AMD-GFX Archive on lore.kernel.org
 help / color / mirror / Atom feed
From: Donet Tom <donettom@linux.ibm.com>
To: "Christian König" <christian.koenig@amd.com>,
	amd-gfx@lists.freedesktop.org,
	"Felix Kuehling" <Felix.Kuehling@amd.com>,
	"Alex Deucher" <alexander.deucher@amd.com>
Cc: Kent.Russell@amd.com, Ritesh Harjani <ritesh.list@gmail.com>,
	Vaidyanathan Srinivasan <svaidy@linux.ibm.com>,
	Mukesh Kumar Chaurasiya <mkchauras@linux.ibm.com>
Subject: Re: [RFC PATCH v1 7/8] amdgpu: Align ctl_stack_size and wg_data_size to GPU page size instead of CPU page size
Date: Fri, 19 Dec 2025 15:57:47 +0530	[thread overview]
Message-ID: <7e367a8b-6dda-4eec-98ff-aa0bb6550a77@linux.ibm.com> (raw)
In-Reply-To: <2a213294-bf56-4ead-9e1f-cc8c3d4003a0@amd.com>


On 12/12/25 2:34 PM, Christian König wrote:
> On 12/12/25 07:40, Donet Tom wrote:
>> The ctl_stack_size and wg_data_size values are used to compute the total
>> context save/restore buffer size and the control stack size. These buffers
>> are programmed into the GPU and are used to store the queue state during
>> context save and restore.
>>
>> Currently, both ctl_stack_size and wg_data_size are aligned to the CPU
>> PAGE_SIZE. On systems with a non-4K CPU page size, this causes unnecessary
>> memory waste because the GPU internally calculates and uses buffer sizes
>> aligned to a fixed 4K GPU page size.
>>
>> Since the control stack and context save/restore buffers are consumed by
>> the GPU, their sizes should be aligned to the GPU page size (4K), not the
>> CPU page size. This patch updates the alignment of ctl_stack_size and
>> wg_data_size to prevent over-allocation on systems with larger CPU page
>> sizes.
> As far as I know the problem is that the debugger needs to consume that stuff on the CPU side as well.


Thank you for your help.

As mentioned earlier, we were observing some queue preemption and GPU 
hang issues. To address this, we introduced a patch, and after applying 
the 7/8 and 8/8 patches, those issues have not been seen anymore

While debugging the GPU hang issue, I made some additional observations.

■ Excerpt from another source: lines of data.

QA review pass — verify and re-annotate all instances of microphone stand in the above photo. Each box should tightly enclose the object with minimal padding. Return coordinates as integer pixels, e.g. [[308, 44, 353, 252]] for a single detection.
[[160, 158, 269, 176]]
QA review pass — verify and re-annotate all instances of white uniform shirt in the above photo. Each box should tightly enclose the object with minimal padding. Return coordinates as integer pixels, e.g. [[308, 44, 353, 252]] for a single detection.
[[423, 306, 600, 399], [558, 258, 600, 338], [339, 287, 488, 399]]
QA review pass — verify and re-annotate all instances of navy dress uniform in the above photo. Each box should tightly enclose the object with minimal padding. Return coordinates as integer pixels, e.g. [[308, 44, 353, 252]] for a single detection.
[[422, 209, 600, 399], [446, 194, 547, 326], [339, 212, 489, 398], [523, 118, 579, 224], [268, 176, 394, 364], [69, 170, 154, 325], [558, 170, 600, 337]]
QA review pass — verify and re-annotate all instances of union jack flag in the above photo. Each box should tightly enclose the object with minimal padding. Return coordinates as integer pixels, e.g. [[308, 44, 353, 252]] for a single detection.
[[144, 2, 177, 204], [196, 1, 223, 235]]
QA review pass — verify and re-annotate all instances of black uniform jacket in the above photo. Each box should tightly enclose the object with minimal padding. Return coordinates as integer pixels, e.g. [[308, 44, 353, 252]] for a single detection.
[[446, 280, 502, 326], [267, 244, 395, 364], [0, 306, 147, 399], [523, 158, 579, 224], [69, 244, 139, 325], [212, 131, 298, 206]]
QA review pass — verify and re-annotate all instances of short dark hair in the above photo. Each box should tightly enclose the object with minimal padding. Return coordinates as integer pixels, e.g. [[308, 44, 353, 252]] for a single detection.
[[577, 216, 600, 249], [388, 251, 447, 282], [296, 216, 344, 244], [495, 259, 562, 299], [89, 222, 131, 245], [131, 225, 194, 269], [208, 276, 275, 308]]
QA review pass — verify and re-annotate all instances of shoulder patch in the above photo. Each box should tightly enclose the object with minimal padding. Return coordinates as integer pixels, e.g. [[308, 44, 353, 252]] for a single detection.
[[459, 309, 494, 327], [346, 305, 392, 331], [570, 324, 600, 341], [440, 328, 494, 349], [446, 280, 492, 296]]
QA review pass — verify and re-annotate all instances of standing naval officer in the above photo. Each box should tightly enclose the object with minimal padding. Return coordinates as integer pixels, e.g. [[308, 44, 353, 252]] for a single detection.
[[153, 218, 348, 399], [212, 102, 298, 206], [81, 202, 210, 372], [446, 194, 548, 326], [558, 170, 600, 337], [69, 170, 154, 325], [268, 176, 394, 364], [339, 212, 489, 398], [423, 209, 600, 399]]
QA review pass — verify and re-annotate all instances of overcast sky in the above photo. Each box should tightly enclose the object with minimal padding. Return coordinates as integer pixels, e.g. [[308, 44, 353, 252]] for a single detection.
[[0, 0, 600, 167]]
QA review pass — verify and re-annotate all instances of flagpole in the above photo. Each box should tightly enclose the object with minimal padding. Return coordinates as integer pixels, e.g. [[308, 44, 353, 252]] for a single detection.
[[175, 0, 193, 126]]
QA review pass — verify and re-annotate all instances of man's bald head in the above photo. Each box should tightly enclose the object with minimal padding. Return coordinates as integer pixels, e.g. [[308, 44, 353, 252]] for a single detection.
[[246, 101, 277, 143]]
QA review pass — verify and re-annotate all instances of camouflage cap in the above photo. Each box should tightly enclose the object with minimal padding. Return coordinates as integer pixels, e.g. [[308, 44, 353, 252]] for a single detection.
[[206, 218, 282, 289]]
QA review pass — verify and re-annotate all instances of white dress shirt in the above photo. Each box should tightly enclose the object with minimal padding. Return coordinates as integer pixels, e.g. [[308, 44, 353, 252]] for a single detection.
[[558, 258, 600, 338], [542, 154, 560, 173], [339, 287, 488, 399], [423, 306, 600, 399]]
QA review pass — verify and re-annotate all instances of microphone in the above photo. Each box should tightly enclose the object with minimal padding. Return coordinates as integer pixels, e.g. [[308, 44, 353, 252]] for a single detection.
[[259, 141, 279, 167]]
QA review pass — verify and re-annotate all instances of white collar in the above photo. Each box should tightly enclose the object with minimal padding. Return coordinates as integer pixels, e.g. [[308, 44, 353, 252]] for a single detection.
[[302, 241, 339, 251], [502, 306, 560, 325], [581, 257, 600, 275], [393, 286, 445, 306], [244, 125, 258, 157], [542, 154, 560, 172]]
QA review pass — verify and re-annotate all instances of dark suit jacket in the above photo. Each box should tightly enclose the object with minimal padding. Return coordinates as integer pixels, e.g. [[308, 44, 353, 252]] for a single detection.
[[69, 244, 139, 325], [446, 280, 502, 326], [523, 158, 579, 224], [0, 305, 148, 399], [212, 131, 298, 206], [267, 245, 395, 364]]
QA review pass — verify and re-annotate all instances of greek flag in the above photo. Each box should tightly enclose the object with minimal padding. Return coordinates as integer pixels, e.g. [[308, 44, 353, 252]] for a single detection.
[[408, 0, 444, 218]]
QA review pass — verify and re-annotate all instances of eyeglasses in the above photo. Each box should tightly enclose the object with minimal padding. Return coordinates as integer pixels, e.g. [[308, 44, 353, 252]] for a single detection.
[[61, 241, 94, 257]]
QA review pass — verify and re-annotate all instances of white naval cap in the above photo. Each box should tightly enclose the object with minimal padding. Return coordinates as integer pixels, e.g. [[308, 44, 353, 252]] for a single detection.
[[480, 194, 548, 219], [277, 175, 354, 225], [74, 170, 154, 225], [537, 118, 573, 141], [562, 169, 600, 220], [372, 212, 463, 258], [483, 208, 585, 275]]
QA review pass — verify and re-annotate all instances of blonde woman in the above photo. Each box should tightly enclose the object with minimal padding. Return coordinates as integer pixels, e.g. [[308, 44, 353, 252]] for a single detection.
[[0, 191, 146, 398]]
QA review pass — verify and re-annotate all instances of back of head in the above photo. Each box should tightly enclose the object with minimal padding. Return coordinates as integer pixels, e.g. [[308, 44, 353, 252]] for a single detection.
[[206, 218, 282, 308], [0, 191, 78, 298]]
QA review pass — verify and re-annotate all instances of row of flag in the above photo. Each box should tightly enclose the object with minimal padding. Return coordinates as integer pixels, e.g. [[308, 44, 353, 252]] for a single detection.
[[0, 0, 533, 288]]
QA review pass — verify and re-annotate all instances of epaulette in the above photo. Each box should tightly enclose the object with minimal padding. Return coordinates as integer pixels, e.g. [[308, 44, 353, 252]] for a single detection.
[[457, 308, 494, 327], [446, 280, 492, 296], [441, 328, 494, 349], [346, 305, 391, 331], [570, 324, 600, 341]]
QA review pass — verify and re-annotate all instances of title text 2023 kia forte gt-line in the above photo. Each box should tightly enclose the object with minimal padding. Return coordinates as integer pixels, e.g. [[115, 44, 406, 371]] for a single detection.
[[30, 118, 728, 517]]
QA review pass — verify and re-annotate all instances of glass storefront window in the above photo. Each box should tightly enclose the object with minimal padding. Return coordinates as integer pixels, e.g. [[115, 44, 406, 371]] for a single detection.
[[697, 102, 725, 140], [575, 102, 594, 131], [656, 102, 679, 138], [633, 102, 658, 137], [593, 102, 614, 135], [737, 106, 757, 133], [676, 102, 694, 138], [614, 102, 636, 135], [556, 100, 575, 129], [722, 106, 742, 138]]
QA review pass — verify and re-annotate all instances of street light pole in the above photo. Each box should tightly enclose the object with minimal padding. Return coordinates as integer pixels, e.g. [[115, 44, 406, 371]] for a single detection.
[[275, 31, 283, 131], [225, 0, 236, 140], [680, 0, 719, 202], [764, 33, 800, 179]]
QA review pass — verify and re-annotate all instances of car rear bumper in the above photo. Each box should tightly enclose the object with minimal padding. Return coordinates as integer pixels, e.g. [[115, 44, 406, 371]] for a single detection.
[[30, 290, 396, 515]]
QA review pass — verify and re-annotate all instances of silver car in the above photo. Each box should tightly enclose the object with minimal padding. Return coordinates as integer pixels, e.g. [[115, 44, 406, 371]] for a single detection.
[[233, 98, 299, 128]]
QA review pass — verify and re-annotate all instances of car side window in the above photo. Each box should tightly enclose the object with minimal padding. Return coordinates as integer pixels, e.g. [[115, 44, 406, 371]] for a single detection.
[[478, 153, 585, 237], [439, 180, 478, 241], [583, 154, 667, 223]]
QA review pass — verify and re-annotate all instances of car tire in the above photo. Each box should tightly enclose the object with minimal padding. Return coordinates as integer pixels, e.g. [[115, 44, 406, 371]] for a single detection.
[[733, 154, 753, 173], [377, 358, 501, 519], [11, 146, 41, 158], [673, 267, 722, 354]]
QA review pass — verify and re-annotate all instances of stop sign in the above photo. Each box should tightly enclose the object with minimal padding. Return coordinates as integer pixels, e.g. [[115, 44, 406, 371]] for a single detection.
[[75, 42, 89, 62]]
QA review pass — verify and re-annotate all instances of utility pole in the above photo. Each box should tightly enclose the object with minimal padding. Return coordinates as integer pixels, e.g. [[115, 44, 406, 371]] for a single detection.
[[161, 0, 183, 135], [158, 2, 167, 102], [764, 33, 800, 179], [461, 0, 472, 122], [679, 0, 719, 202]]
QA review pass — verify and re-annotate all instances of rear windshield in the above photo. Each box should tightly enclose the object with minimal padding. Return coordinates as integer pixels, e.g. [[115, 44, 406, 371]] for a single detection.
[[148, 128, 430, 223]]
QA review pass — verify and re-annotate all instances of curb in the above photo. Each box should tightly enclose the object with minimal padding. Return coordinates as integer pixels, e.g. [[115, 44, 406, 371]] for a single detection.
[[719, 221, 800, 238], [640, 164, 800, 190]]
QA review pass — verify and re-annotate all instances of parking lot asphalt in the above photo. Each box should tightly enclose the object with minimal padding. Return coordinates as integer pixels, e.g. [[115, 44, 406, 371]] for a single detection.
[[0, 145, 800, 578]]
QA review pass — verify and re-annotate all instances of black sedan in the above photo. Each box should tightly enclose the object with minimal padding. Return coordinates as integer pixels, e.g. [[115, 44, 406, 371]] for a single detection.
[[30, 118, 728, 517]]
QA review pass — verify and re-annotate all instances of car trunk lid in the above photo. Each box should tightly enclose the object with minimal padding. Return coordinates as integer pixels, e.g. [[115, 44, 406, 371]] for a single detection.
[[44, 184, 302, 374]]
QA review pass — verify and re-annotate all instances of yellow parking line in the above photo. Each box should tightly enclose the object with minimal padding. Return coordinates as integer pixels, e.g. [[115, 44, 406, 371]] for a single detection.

On my system, I booted a kernel with a 4 KB system page size and 
modified both the ROCR runtime and the GPU driver to set the control 
stack size to 64 KB. Even on a 4 KB page-size system, using a 64 KB 
control stack size reliably reproduces the queue preemption failure when 
running RCCL unit tests on 8 GPUs. This suggests that the issue is not 
related to the system page size, but rather to the control stack size 
being exactly 64 KB.

When the control stack size is set to 64 KB ± 4 KB, the tests pass on 
both 4 KB and 64 KB system page-size configurations.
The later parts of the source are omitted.